信頼を得られる人は相手からの依頼にどう対応しているか。らしさラボ代表の伊庭正康さんは「ある営業は、お客様の問い合わせに対して『すぐに返事します』と伝えたところ、『まだですか』と催促を受けることがあった。これはお客様がせっかちだったのではなく、返事の期限を具体的に伝えなかったからだ。少し余裕を持った期限として『15分程度お時間を……』と伝えながらも、5分後に返答するのがいい」という――。
※本稿は、伊庭正康『トップ営業の気くばり 「あなたから買いたい」と言われる47の秘訣』(明日香出版社)の一部を再編集したものです。
営業は「すぐにやります」と言ってはいけない
営業はスピードにはこだわるのは大切ですが、「すぐにやります」とは言ってはいけません。
このセリフ、つい言っていませんか。
お客様から嫌われるのは避けたい……そんな不安があれば、なおさらです。
しかし、この一見すると無難な答えが、結果としてお客様にストレスや不信感を生むことがあります。

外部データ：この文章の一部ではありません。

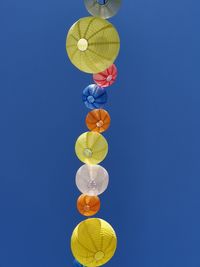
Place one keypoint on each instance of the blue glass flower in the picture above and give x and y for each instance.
(94, 96)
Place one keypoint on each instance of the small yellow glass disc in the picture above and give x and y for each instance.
(82, 44)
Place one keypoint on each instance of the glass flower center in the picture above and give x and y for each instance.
(99, 124)
(90, 99)
(92, 184)
(87, 152)
(99, 255)
(102, 2)
(86, 208)
(82, 44)
(109, 78)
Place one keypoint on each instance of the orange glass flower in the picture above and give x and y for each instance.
(88, 205)
(98, 120)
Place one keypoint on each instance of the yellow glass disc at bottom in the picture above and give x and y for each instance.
(93, 242)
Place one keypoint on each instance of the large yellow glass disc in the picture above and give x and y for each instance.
(93, 242)
(92, 44)
(91, 148)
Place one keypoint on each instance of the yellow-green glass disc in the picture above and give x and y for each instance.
(92, 44)
(91, 148)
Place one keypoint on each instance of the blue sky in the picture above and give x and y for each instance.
(153, 199)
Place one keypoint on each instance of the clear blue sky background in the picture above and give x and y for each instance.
(153, 200)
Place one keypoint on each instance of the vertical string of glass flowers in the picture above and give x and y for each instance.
(93, 45)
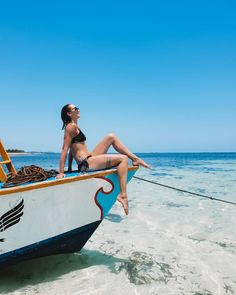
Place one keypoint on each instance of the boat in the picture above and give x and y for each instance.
(55, 215)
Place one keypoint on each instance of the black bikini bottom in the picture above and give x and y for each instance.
(84, 165)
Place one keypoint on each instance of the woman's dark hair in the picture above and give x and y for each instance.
(64, 116)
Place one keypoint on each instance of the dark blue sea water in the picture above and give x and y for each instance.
(170, 243)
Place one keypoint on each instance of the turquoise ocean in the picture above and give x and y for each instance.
(170, 243)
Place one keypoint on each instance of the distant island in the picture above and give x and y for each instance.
(15, 151)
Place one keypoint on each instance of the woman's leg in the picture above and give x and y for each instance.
(107, 161)
(112, 140)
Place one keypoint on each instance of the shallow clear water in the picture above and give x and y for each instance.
(171, 242)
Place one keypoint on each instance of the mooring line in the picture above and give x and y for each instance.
(185, 191)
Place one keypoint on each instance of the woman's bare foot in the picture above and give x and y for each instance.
(138, 161)
(123, 199)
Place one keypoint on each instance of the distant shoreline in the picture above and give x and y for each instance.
(20, 153)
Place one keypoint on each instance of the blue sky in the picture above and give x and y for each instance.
(159, 74)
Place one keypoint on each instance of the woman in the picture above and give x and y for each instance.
(75, 139)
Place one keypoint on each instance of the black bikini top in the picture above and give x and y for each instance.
(80, 137)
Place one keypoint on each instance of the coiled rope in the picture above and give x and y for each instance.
(185, 191)
(30, 173)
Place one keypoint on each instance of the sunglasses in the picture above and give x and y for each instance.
(74, 109)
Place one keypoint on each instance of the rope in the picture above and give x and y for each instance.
(185, 191)
(28, 174)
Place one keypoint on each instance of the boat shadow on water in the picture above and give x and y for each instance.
(51, 268)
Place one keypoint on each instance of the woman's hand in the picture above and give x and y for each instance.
(60, 175)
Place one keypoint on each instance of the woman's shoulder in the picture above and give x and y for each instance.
(71, 127)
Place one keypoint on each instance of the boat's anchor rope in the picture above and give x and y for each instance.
(30, 173)
(185, 191)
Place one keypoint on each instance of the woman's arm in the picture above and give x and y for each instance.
(65, 147)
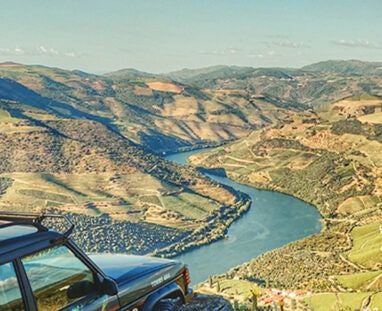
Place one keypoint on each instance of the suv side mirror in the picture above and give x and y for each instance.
(108, 287)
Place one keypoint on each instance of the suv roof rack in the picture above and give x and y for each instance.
(34, 219)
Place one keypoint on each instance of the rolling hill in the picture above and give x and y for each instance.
(122, 197)
(329, 157)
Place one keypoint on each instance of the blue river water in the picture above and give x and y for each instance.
(273, 220)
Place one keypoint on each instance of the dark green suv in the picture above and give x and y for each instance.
(41, 269)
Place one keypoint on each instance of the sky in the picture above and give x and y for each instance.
(164, 35)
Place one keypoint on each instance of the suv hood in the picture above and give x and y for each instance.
(129, 267)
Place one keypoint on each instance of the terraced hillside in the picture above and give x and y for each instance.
(152, 111)
(332, 158)
(191, 107)
(123, 198)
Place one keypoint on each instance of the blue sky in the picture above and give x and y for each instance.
(163, 35)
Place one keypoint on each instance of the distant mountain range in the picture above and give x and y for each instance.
(187, 108)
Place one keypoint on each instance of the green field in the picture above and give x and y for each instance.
(359, 281)
(367, 241)
(329, 301)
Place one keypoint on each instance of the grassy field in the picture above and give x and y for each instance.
(330, 301)
(367, 241)
(361, 281)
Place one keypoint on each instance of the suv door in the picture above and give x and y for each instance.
(61, 281)
(10, 292)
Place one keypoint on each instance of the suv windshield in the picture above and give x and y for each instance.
(52, 273)
(10, 294)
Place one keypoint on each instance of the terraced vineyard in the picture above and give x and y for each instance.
(331, 159)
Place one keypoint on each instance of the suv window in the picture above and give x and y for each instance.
(10, 294)
(52, 274)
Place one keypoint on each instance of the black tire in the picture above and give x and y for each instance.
(164, 305)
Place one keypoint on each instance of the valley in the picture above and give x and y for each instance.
(92, 146)
(330, 158)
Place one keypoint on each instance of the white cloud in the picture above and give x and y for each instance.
(49, 51)
(41, 50)
(227, 51)
(12, 51)
(359, 44)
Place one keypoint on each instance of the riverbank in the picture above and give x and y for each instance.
(336, 167)
(273, 220)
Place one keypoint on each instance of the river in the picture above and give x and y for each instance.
(273, 220)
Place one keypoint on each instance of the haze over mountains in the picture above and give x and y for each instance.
(188, 107)
(90, 145)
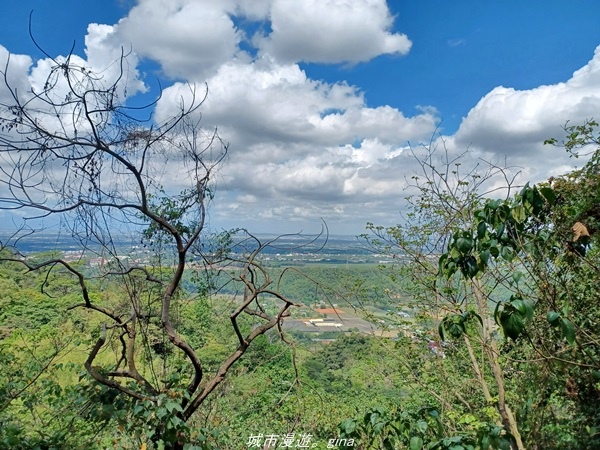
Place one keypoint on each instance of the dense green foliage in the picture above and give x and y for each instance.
(501, 349)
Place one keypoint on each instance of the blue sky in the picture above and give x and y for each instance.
(319, 98)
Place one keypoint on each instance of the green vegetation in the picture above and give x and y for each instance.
(485, 325)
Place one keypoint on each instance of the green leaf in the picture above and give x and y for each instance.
(421, 426)
(512, 323)
(464, 244)
(485, 256)
(548, 194)
(507, 253)
(416, 443)
(481, 230)
(568, 330)
(553, 317)
(518, 214)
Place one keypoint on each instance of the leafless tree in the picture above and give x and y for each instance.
(74, 155)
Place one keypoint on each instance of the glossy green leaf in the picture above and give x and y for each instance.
(464, 244)
(568, 330)
(553, 317)
(416, 443)
(507, 253)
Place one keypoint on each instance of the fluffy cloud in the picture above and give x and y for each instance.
(188, 38)
(331, 31)
(192, 39)
(514, 123)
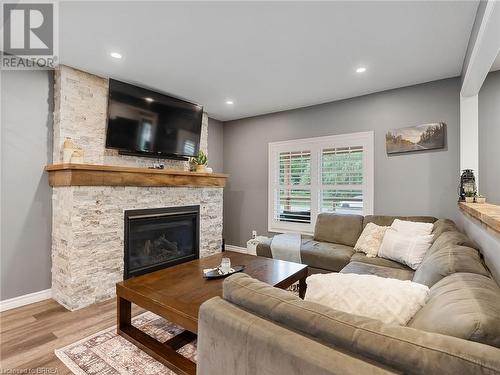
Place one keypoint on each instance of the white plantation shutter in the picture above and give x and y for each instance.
(342, 180)
(293, 203)
(314, 175)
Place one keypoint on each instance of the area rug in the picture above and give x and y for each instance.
(106, 353)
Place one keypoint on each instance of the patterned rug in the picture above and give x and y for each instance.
(106, 353)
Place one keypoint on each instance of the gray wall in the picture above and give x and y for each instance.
(26, 213)
(410, 184)
(489, 138)
(215, 137)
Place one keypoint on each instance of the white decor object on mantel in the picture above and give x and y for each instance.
(391, 301)
(253, 242)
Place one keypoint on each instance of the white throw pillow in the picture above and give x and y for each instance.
(388, 300)
(412, 227)
(404, 248)
(370, 240)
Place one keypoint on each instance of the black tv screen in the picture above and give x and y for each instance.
(148, 123)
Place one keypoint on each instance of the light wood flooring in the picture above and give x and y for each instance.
(29, 334)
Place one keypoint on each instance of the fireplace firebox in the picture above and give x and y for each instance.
(159, 238)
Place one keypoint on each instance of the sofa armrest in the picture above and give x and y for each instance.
(402, 348)
(263, 249)
(234, 341)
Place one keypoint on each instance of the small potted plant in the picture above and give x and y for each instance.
(469, 197)
(201, 162)
(480, 198)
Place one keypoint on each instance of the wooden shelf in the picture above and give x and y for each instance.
(110, 175)
(486, 213)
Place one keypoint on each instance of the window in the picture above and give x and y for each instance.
(314, 175)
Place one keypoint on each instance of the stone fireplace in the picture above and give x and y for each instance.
(160, 237)
(89, 206)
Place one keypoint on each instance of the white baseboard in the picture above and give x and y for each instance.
(237, 249)
(12, 303)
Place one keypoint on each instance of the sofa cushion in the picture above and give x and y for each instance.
(407, 350)
(324, 255)
(373, 269)
(389, 300)
(384, 220)
(412, 228)
(446, 261)
(443, 225)
(360, 257)
(451, 238)
(464, 305)
(337, 228)
(370, 239)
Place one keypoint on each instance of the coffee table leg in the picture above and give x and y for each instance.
(162, 352)
(123, 313)
(302, 287)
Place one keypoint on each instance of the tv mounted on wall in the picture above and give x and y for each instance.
(146, 123)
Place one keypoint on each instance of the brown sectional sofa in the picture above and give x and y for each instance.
(258, 329)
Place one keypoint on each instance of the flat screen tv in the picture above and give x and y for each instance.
(147, 123)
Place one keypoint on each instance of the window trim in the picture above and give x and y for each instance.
(316, 144)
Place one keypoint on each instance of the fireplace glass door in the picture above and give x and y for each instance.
(159, 238)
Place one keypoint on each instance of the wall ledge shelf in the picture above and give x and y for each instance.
(110, 175)
(488, 214)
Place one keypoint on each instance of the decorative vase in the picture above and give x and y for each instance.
(201, 168)
(77, 156)
(68, 148)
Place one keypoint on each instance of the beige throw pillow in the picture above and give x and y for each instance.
(370, 240)
(404, 248)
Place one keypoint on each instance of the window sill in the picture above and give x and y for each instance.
(488, 214)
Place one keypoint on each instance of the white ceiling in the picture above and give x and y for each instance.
(267, 56)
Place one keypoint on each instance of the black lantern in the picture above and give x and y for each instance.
(467, 184)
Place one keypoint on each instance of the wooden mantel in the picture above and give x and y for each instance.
(488, 214)
(110, 175)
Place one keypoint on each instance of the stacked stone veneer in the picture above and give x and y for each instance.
(88, 221)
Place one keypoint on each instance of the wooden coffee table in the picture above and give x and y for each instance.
(176, 294)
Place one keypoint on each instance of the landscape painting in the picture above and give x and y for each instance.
(416, 138)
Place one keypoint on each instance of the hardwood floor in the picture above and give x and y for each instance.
(29, 334)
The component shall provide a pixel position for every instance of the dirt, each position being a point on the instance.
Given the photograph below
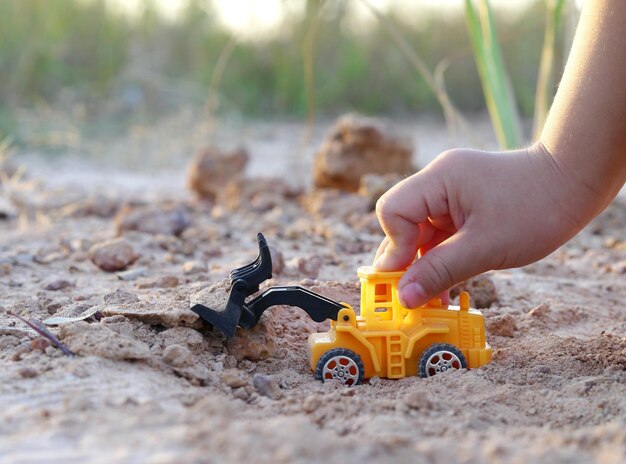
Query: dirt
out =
(151, 383)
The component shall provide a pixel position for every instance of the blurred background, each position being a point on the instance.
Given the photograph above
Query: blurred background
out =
(149, 81)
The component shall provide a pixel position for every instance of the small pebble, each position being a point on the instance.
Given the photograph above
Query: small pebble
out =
(194, 267)
(266, 385)
(27, 373)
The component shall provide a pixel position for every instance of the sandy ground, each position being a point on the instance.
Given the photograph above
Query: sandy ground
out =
(554, 392)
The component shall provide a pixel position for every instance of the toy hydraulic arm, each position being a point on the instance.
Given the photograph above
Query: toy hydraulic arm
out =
(245, 282)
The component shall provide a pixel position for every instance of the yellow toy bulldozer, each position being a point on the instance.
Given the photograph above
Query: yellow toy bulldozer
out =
(385, 340)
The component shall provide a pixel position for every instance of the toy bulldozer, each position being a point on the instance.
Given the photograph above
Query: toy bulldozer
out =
(385, 340)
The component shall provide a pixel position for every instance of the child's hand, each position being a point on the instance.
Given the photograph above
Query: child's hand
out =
(478, 211)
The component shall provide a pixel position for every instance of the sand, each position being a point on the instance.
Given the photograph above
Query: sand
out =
(151, 383)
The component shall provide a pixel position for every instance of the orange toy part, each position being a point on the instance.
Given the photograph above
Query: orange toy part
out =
(389, 340)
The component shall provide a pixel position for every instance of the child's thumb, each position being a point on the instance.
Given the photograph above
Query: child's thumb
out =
(447, 264)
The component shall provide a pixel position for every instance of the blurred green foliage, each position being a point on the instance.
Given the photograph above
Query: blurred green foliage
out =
(57, 51)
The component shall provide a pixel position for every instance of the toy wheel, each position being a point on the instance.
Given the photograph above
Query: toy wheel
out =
(340, 365)
(441, 357)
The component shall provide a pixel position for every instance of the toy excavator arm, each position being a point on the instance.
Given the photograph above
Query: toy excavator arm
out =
(245, 281)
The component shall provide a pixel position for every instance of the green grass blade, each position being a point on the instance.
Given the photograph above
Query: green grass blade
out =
(494, 79)
(545, 77)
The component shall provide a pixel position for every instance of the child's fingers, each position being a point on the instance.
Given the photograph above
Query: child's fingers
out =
(442, 267)
(403, 213)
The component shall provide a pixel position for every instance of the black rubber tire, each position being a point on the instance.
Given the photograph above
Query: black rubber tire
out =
(434, 348)
(326, 357)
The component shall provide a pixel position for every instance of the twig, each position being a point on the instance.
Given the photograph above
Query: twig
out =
(44, 332)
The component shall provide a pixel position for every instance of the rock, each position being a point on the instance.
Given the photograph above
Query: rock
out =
(234, 378)
(335, 204)
(357, 146)
(254, 344)
(266, 386)
(184, 336)
(503, 326)
(27, 373)
(197, 374)
(56, 283)
(177, 356)
(481, 288)
(120, 296)
(212, 169)
(156, 313)
(132, 274)
(261, 194)
(194, 267)
(373, 186)
(418, 400)
(113, 255)
(166, 281)
(278, 261)
(98, 340)
(214, 296)
(165, 220)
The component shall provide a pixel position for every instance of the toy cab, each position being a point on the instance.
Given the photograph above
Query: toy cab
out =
(389, 340)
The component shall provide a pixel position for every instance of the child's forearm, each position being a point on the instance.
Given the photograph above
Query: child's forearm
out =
(586, 128)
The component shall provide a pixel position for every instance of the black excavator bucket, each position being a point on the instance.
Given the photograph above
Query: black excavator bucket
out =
(245, 281)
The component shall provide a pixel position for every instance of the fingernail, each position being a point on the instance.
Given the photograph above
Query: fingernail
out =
(379, 261)
(412, 295)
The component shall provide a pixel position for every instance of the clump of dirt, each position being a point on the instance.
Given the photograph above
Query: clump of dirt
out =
(158, 219)
(113, 255)
(357, 146)
(213, 168)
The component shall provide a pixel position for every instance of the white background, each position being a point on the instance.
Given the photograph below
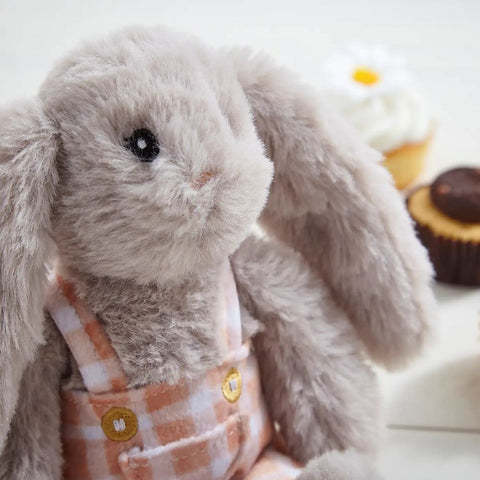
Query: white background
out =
(434, 407)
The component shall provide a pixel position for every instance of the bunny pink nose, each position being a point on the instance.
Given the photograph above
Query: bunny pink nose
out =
(203, 178)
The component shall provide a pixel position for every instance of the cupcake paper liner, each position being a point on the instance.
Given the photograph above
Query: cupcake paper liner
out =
(454, 261)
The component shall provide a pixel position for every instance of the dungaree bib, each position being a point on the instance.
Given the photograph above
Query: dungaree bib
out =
(212, 428)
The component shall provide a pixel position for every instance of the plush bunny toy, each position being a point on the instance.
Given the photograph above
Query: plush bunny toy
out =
(141, 168)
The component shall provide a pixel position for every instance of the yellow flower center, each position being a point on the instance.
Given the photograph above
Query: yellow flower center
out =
(366, 76)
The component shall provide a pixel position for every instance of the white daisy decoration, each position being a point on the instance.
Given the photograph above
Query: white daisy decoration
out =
(375, 91)
(362, 71)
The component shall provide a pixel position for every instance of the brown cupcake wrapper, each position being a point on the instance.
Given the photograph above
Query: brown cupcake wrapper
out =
(454, 261)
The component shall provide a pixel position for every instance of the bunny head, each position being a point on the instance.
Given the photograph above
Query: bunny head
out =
(161, 170)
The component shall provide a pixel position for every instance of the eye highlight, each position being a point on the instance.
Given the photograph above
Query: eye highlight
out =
(143, 144)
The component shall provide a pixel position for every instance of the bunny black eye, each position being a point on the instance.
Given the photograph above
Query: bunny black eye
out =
(143, 144)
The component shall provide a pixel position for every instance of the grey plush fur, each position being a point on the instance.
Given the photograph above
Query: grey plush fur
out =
(143, 243)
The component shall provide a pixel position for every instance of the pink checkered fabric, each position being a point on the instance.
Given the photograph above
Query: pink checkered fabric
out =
(188, 431)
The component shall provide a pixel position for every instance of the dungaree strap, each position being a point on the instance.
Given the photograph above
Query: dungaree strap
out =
(97, 361)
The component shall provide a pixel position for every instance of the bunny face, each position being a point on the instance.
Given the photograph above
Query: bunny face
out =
(161, 170)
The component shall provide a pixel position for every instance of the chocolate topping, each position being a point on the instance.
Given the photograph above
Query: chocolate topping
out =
(456, 193)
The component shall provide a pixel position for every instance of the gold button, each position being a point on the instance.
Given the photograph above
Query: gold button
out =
(119, 424)
(232, 385)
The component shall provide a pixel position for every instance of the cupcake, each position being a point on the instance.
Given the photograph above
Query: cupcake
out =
(447, 218)
(376, 93)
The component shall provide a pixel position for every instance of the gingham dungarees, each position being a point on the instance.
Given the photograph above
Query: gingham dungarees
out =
(213, 428)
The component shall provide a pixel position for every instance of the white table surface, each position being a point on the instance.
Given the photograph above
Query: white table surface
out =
(433, 408)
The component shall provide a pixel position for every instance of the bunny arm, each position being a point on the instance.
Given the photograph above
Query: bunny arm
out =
(33, 448)
(316, 384)
(27, 181)
(332, 201)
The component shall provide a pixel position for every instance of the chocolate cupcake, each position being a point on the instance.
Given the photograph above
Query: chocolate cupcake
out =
(447, 218)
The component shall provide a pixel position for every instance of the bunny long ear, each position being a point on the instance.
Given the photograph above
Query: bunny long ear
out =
(28, 178)
(332, 201)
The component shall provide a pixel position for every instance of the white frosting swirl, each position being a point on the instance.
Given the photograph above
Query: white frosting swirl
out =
(381, 102)
(387, 121)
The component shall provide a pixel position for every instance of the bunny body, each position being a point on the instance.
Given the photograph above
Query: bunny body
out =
(142, 165)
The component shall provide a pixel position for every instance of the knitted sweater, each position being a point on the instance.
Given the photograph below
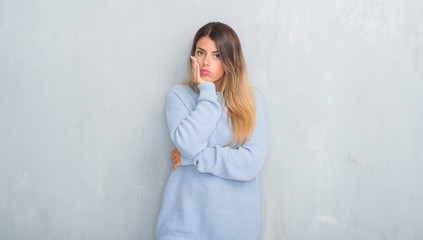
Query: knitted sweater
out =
(214, 194)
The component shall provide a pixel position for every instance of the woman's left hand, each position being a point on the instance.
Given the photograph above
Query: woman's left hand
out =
(175, 156)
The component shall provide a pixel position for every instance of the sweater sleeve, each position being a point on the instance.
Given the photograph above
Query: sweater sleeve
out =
(243, 163)
(190, 131)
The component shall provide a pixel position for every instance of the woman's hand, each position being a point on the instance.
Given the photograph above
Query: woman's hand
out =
(195, 69)
(175, 156)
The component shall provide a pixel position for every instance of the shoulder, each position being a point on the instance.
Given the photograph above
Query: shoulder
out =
(183, 93)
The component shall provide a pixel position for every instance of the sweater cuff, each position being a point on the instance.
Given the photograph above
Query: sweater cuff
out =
(207, 91)
(186, 162)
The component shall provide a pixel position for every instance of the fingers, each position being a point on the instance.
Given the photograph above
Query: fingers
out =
(175, 157)
(195, 67)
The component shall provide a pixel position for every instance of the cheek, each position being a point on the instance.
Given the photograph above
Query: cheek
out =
(220, 69)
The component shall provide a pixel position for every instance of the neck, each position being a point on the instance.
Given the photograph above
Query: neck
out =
(218, 83)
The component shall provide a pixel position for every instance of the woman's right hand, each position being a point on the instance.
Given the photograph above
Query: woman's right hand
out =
(195, 69)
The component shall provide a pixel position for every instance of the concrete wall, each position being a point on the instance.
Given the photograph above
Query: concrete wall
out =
(84, 149)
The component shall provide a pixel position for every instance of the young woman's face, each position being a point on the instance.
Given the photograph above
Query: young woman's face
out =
(211, 68)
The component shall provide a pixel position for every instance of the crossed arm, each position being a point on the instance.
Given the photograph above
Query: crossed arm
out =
(190, 132)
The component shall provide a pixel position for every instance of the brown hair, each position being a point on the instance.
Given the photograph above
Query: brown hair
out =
(236, 87)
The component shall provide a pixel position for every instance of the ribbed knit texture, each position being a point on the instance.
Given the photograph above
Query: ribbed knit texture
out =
(214, 194)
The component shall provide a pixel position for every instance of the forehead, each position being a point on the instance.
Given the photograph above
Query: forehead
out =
(207, 44)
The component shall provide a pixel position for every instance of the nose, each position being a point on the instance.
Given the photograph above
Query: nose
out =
(206, 60)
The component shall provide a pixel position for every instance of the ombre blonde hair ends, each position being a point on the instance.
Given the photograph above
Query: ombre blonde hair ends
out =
(235, 86)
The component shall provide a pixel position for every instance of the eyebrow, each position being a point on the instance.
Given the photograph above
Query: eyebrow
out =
(206, 51)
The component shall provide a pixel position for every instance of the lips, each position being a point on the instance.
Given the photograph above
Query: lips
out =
(204, 71)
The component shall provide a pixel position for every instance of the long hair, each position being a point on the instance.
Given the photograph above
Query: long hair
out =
(235, 86)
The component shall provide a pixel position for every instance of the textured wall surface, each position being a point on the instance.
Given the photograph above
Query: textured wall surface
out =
(84, 148)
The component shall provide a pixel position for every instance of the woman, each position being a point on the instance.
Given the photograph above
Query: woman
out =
(218, 125)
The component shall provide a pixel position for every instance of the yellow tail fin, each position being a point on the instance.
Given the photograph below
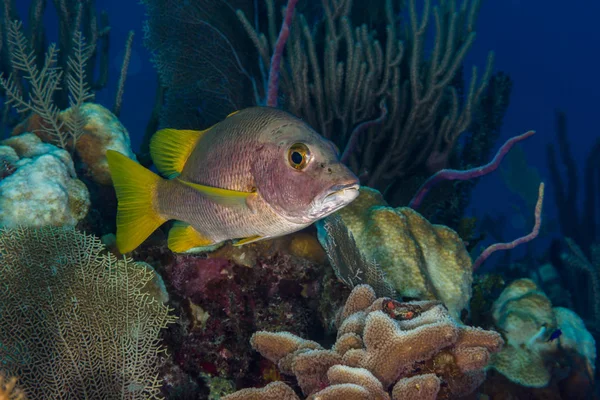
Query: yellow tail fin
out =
(137, 216)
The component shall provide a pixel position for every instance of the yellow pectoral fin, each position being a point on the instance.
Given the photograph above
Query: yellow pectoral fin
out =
(182, 237)
(224, 197)
(251, 239)
(171, 148)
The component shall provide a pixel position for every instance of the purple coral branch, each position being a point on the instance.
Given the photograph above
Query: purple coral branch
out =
(362, 127)
(284, 33)
(453, 174)
(524, 239)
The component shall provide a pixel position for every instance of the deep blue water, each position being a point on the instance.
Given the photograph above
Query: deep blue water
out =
(549, 48)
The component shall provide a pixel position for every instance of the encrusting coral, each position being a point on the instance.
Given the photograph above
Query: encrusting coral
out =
(528, 321)
(416, 349)
(101, 131)
(39, 186)
(421, 260)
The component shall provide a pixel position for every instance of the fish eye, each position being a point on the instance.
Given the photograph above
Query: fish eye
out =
(298, 156)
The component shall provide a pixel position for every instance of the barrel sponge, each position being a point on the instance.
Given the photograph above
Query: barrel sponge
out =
(40, 187)
(421, 260)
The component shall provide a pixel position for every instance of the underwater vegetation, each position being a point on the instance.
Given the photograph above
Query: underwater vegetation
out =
(305, 234)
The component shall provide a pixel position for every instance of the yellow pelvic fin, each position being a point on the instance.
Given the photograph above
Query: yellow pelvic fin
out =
(224, 197)
(183, 237)
(171, 148)
(135, 186)
(251, 239)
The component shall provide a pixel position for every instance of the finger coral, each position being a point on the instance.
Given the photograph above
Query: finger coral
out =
(384, 349)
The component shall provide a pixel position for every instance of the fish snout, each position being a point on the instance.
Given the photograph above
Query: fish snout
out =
(334, 198)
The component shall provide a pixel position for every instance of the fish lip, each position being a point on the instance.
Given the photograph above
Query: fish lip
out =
(336, 189)
(334, 198)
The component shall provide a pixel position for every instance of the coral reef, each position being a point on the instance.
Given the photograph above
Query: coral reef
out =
(226, 295)
(101, 131)
(415, 347)
(83, 324)
(527, 320)
(9, 389)
(42, 187)
(421, 260)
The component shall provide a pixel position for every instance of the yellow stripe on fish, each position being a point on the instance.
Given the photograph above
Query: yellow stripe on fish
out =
(257, 174)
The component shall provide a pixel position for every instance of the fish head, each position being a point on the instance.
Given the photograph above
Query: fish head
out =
(299, 174)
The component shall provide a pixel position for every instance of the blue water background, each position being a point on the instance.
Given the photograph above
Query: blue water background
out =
(549, 48)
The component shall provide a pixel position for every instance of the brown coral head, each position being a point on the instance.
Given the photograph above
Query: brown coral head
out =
(405, 311)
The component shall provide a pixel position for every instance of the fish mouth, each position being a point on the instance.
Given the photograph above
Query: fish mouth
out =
(338, 190)
(334, 198)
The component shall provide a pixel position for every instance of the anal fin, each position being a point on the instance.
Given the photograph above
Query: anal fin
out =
(183, 237)
(247, 240)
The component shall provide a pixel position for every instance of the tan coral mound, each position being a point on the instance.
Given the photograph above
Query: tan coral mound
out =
(421, 260)
(384, 350)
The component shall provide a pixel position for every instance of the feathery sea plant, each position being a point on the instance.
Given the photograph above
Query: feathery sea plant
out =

まず、「すぐやります」とは言わないと決めてください。
先ほどもお伝えしたように、重要なのは、納期を明確にすること。
人によってペースは異なるため、納期が曖昧だと、ストレスが生じることが少なくないのです。
実際にあった事例を紹介します。
彼は、イベント会場の営業。
お客様から「予約は可能でしょうか?」との問い合わせが入りました。
その場ではわからなかったので「すぐに返事します」と伝えました。彼はすぐさま予約を担当する部署に問い合わせのメールをして、その返事を待ちました。
その矢先、そのお客様から電話が入ったのです。
「まだですか? そろそろ外出をしないといけないのですが……」と、催促を受けてしまったのです。
まだ、5分もたっていないのに、です。
これは、お客様がせっかちなのでしょうか?
そうではないですよね。
問題は、返事の期限を具体的に伝えなかったこと。
では、どうすればよかったのでしょうか。
いつ返事ができるかわからないこともあります。
この場合、「すぐ対応します。担当に確認をとりますので、ひょっとしたら10〜15分程度、お時間をいただくかもしれませんが、可能でしょうか?」と言えばよかっただけです。